Residential Demand Continues to Lead Lower Manhattan Real Estate Activity
Lower Manhattan marked its the third consecutive quarter with highs in residential rents while office space had its second strongest quarterly leasing total since the beginning of the COVID-19 but remained below the the five-year quarterly leasing average, according to the Alliance for Downtown New York’s Q1 2022 Lower Manhattan Real Estate Report.
On the residential front, the median rent in Lower Manhattan rose to a high of $4,400, up nearly 5% from the previous quarter and 47% (or $1,400) from the lows seen in the first quarter of 2021 during pre-vaccine days of the pandemic.
In office leasing activity, the first quarter saw Lower Manhattan record 884,000 sq. ft. of space leased — the second highest quarterly total since the beginning of the pandemic. While activity continues to improve and is nearly double the square footage leased a year ago, leasing remains 21% lower than the five-year quarterly leasing average, with rents trending downward as vacancies grow, particularly in Class B office buildings.

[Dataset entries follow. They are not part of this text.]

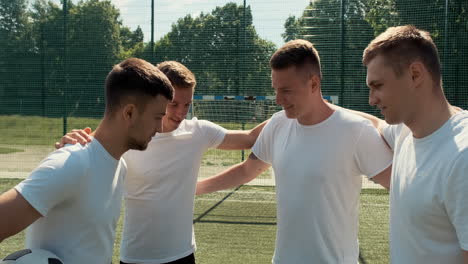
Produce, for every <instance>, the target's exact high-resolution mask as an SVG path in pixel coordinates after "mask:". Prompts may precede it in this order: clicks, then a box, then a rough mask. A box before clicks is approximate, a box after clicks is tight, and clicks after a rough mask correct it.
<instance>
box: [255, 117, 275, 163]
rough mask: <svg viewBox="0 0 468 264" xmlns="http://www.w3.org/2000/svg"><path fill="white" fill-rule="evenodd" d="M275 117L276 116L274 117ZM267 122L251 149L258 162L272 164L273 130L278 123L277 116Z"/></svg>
mask: <svg viewBox="0 0 468 264" xmlns="http://www.w3.org/2000/svg"><path fill="white" fill-rule="evenodd" d="M275 115H276V116H275ZM275 115H273V117H272V118H271V119H270V121H268V123H267V124H266V125H265V127H263V129H262V131H261V132H260V135H259V136H258V138H257V141H255V144H254V145H253V147H252V153H253V154H254V155H255V156H257V158H259V159H260V160H262V161H263V162H265V163H268V164H272V162H273V151H272V150H271V148H272V147H273V144H272V143H273V140H272V139H273V133H274V132H273V130H274V127H275V126H276V123H277V122H278V118H277V114H275Z"/></svg>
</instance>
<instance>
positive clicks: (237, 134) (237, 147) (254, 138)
mask: <svg viewBox="0 0 468 264" xmlns="http://www.w3.org/2000/svg"><path fill="white" fill-rule="evenodd" d="M267 123H268V120H266V121H263V122H262V123H260V124H259V125H257V126H256V127H254V128H252V129H251V130H228V131H227V132H226V136H225V137H224V140H223V142H221V144H220V145H219V146H218V148H219V149H228V150H233V149H249V148H251V147H252V146H253V145H254V143H255V141H256V140H257V138H258V135H260V132H262V129H263V127H264V126H265V125H266V124H267Z"/></svg>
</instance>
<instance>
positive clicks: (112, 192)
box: [15, 139, 126, 264]
mask: <svg viewBox="0 0 468 264" xmlns="http://www.w3.org/2000/svg"><path fill="white" fill-rule="evenodd" d="M125 173H126V168H125V163H124V162H123V160H122V159H120V161H119V160H116V159H114V158H113V157H112V156H111V155H110V154H109V153H108V152H107V151H106V150H105V149H104V147H103V146H102V145H101V144H100V143H99V141H97V140H96V139H94V140H93V141H92V142H91V143H89V144H87V145H86V146H81V145H80V144H76V145H73V146H66V147H64V148H61V149H60V150H57V151H54V152H52V153H51V154H50V155H49V156H48V157H47V158H45V159H44V160H43V161H42V162H41V164H40V165H39V166H38V167H37V168H36V169H35V170H34V171H33V172H32V173H31V175H29V177H28V178H27V179H26V180H24V181H23V182H21V183H19V184H18V185H17V186H16V187H15V189H16V190H17V191H18V192H19V193H21V195H22V196H23V197H24V198H25V199H26V200H27V201H28V202H29V203H30V204H31V205H32V206H33V207H34V208H35V209H36V210H37V211H38V212H39V213H40V214H41V215H42V216H43V217H41V218H39V219H38V220H37V221H36V222H34V223H33V224H32V225H30V226H29V227H28V229H27V231H26V247H28V248H42V249H46V250H49V251H51V252H54V253H55V254H56V255H57V256H59V257H60V258H61V259H62V260H63V261H64V262H65V263H67V264H83V263H89V264H103V263H105V264H108V263H111V261H112V252H113V248H114V238H115V228H116V226H117V221H118V219H119V216H120V208H121V204H122V196H123V181H124V176H125Z"/></svg>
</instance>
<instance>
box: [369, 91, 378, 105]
mask: <svg viewBox="0 0 468 264" xmlns="http://www.w3.org/2000/svg"><path fill="white" fill-rule="evenodd" d="M377 103H378V99H377V96H375V93H374V92H373V91H372V90H369V105H371V106H375V105H377Z"/></svg>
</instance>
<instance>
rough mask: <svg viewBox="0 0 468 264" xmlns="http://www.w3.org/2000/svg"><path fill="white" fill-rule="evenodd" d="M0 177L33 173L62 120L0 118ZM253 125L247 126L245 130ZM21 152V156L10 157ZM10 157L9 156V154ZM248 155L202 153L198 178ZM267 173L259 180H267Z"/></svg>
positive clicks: (6, 117) (225, 150)
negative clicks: (16, 151)
mask: <svg viewBox="0 0 468 264" xmlns="http://www.w3.org/2000/svg"><path fill="white" fill-rule="evenodd" d="M0 123H1V124H2V126H1V127H0V135H2V136H1V137H0V177H20V176H11V175H12V172H15V171H20V172H22V173H23V174H22V175H23V176H24V177H25V175H27V174H28V172H30V171H31V170H33V169H34V168H35V167H36V166H37V165H38V164H39V161H40V160H42V159H43V158H44V157H45V156H46V155H47V153H49V152H50V151H52V150H53V145H54V143H55V142H56V141H59V140H60V138H61V137H62V135H63V120H62V119H61V118H44V117H35V116H16V115H15V116H0ZM67 124H68V127H67V131H70V130H71V129H75V128H84V127H87V126H89V127H91V128H92V129H95V128H96V127H97V126H98V124H99V119H93V118H74V117H71V118H68V121H67ZM220 125H221V126H223V127H224V128H226V129H242V125H240V124H235V123H221V124H220ZM254 126H255V124H246V125H245V126H244V128H245V129H250V128H252V127H254ZM15 151H22V152H24V153H21V155H13V154H15V153H14V152H15ZM8 154H12V155H8ZM249 154H250V150H246V151H227V150H218V149H211V150H209V151H207V153H205V155H204V156H203V159H202V162H201V169H200V174H201V177H207V176H212V175H214V174H215V173H218V172H220V171H222V170H224V169H227V168H228V167H230V166H232V165H234V164H236V163H238V162H241V161H242V160H243V159H246V158H247V157H248V155H249ZM269 178H271V175H270V173H269V171H267V172H266V173H264V174H263V175H261V176H259V177H258V179H260V180H262V179H269Z"/></svg>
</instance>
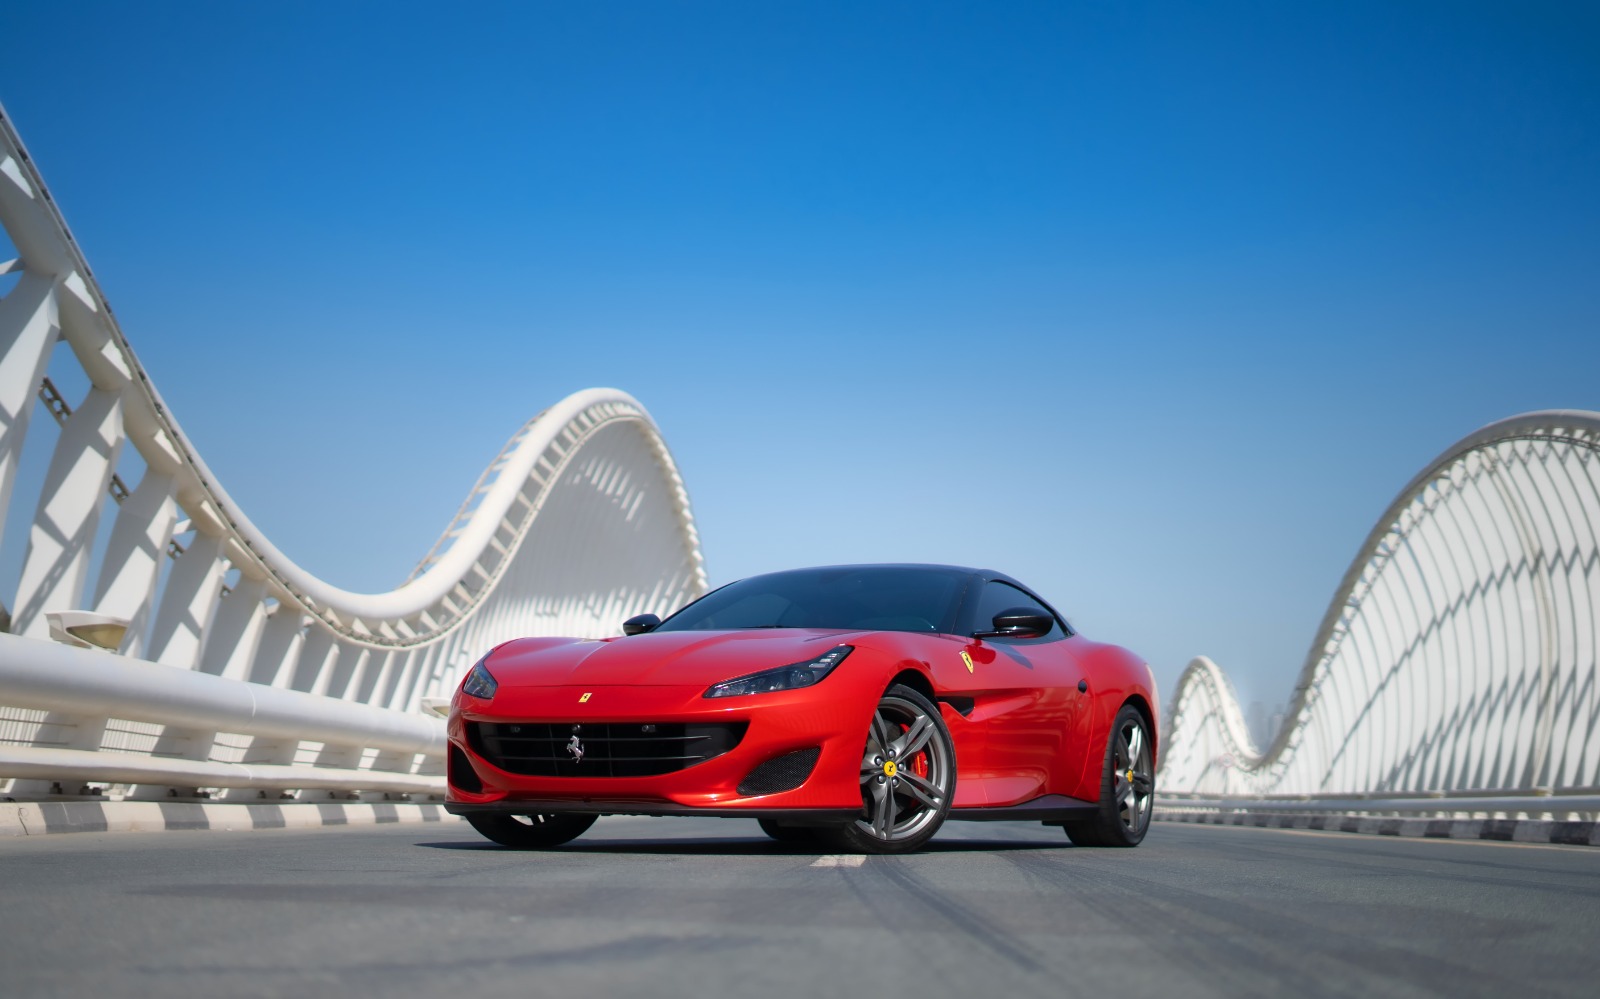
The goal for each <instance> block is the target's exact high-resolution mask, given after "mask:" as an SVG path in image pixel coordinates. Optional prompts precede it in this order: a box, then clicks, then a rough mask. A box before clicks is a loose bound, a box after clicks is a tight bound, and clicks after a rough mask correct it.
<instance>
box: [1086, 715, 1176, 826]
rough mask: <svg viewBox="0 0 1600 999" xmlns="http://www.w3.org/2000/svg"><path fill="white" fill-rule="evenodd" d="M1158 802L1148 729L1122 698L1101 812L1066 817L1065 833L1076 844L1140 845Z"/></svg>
mask: <svg viewBox="0 0 1600 999" xmlns="http://www.w3.org/2000/svg"><path fill="white" fill-rule="evenodd" d="M1154 802H1155V767H1154V765H1152V754H1150V732H1149V727H1147V725H1146V724H1144V716H1142V714H1139V709H1138V708H1134V706H1133V704H1123V706H1122V711H1118V712H1117V720H1115V722H1112V727H1110V740H1109V741H1107V744H1106V768H1104V772H1102V775H1101V807H1099V815H1096V816H1094V818H1091V820H1085V821H1070V823H1067V837H1069V839H1070V841H1072V842H1074V845H1078V847H1138V845H1139V841H1142V839H1144V832H1146V831H1147V829H1149V828H1150V805H1152V804H1154Z"/></svg>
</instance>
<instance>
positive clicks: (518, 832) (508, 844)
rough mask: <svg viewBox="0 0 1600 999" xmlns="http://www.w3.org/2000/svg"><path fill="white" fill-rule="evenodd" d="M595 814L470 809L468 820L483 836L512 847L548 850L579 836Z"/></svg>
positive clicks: (511, 848)
mask: <svg viewBox="0 0 1600 999" xmlns="http://www.w3.org/2000/svg"><path fill="white" fill-rule="evenodd" d="M597 818H600V816H598V815H499V813H493V812H469V813H467V821H469V823H472V828H474V829H477V831H478V832H482V834H483V836H486V837H490V839H493V841H494V842H498V844H499V845H502V847H510V849H514V850H547V849H550V847H558V845H562V844H563V842H568V841H571V839H578V837H579V836H582V834H584V832H586V831H587V829H589V826H592V824H595V820H597Z"/></svg>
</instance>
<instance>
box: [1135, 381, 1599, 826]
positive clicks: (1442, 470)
mask: <svg viewBox="0 0 1600 999" xmlns="http://www.w3.org/2000/svg"><path fill="white" fill-rule="evenodd" d="M1597 648H1600V413H1587V411H1544V413H1528V415H1523V416H1514V418H1510V419H1502V421H1499V423H1494V424H1490V426H1486V427H1483V429H1480V431H1478V432H1475V434H1472V435H1469V437H1466V439H1464V440H1461V442H1458V443H1456V445H1454V447H1451V448H1450V450H1446V451H1445V453H1443V455H1442V456H1440V458H1437V459H1435V461H1434V463H1432V464H1429V466H1427V467H1426V469H1424V471H1422V472H1421V474H1419V475H1418V477H1416V479H1413V480H1411V483H1410V485H1406V488H1405V490H1403V491H1402V493H1400V496H1398V498H1397V499H1395V501H1394V503H1392V504H1390V508H1389V509H1387V511H1386V512H1384V516H1382V519H1381V520H1379V522H1378V525H1376V528H1374V530H1373V532H1371V535H1368V538H1366V543H1365V544H1363V546H1362V551H1360V554H1358V556H1357V559H1355V562H1354V564H1352V567H1350V570H1349V572H1347V573H1346V576H1344V581H1342V584H1341V586H1339V591H1338V596H1336V597H1334V600H1333V605H1331V607H1330V608H1328V613H1326V616H1325V618H1323V621H1322V628H1320V629H1318V632H1317V637H1315V640H1314V642H1312V648H1310V655H1309V656H1307V660H1306V664H1304V668H1302V671H1301V676H1299V684H1298V685H1296V688H1294V695H1293V700H1291V703H1290V706H1288V711H1286V717H1285V724H1283V727H1282V730H1280V732H1278V733H1277V736H1275V738H1274V740H1272V743H1270V744H1269V746H1266V748H1259V749H1258V748H1256V746H1254V744H1253V743H1251V740H1250V736H1248V735H1246V728H1245V722H1243V717H1242V714H1240V711H1238V703H1237V700H1235V698H1234V692H1232V688H1230V685H1229V684H1227V679H1226V677H1224V676H1222V672H1221V671H1219V669H1218V668H1216V666H1214V664H1213V663H1211V661H1210V660H1206V658H1197V660H1194V661H1192V663H1190V664H1189V669H1187V671H1184V674H1182V677H1181V679H1179V684H1178V692H1176V696H1174V698H1173V711H1171V719H1170V722H1168V736H1166V751H1165V757H1163V762H1162V775H1160V786H1162V791H1163V800H1165V804H1166V805H1168V807H1173V808H1176V812H1178V815H1181V813H1182V810H1184V808H1186V807H1192V808H1213V810H1214V808H1246V807H1248V808H1250V810H1256V812H1259V810H1277V812H1280V813H1288V812H1307V810H1342V812H1370V813H1389V815H1411V813H1416V815H1422V813H1435V815H1446V813H1472V815H1478V816H1485V818H1496V816H1502V818H1517V816H1573V818H1578V820H1587V821H1594V820H1595V818H1597V815H1595V813H1597V812H1600V732H1597V727H1600V690H1597V676H1600V672H1597V663H1595V655H1597ZM1178 815H1174V816H1178Z"/></svg>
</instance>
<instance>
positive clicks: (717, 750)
mask: <svg viewBox="0 0 1600 999" xmlns="http://www.w3.org/2000/svg"><path fill="white" fill-rule="evenodd" d="M746 727H747V725H746V722H710V724H685V722H654V724H650V722H469V724H467V744H470V746H472V749H474V751H475V752H477V754H478V756H482V757H483V759H486V760H488V762H491V764H494V765H496V767H499V768H501V770H506V772H509V773H522V775H525V776H656V775H659V773H672V772H675V770H685V768H688V767H693V765H694V764H704V762H706V760H709V759H712V757H715V756H722V754H723V752H726V751H730V749H733V748H734V746H738V744H739V740H741V738H744V730H746Z"/></svg>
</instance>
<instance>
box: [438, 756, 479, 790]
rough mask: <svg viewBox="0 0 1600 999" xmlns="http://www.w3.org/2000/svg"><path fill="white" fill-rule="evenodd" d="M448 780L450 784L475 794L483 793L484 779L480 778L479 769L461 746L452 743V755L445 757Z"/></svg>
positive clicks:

“Despite slow gains in the office sector, availability of space and competitive pricing has positioned Lower Manhattan to be a great deal for companies looking to grow, or establish their base, in New York City” said Jessica Lappin, President of the Alliance for Downtown New York. “We’re simultaneously seeing historic demand for residential space in Lower Manhattan and a flurry of new store openings, demonstrating that there continues to be strong desire to be in the neighborhood.”
So far this year, Lower Manhattan has welcomed 35 new retailers, including Blue Ribbon Sushi Bar, Kim’s Video, QC Ny Spa on Governor’s Island and ZAZA Diner. Additionally, a number of businesses thought to have permanently closed reopened their doors to guests including Manhatta, which sits at the top of 28 Liberty Plaza.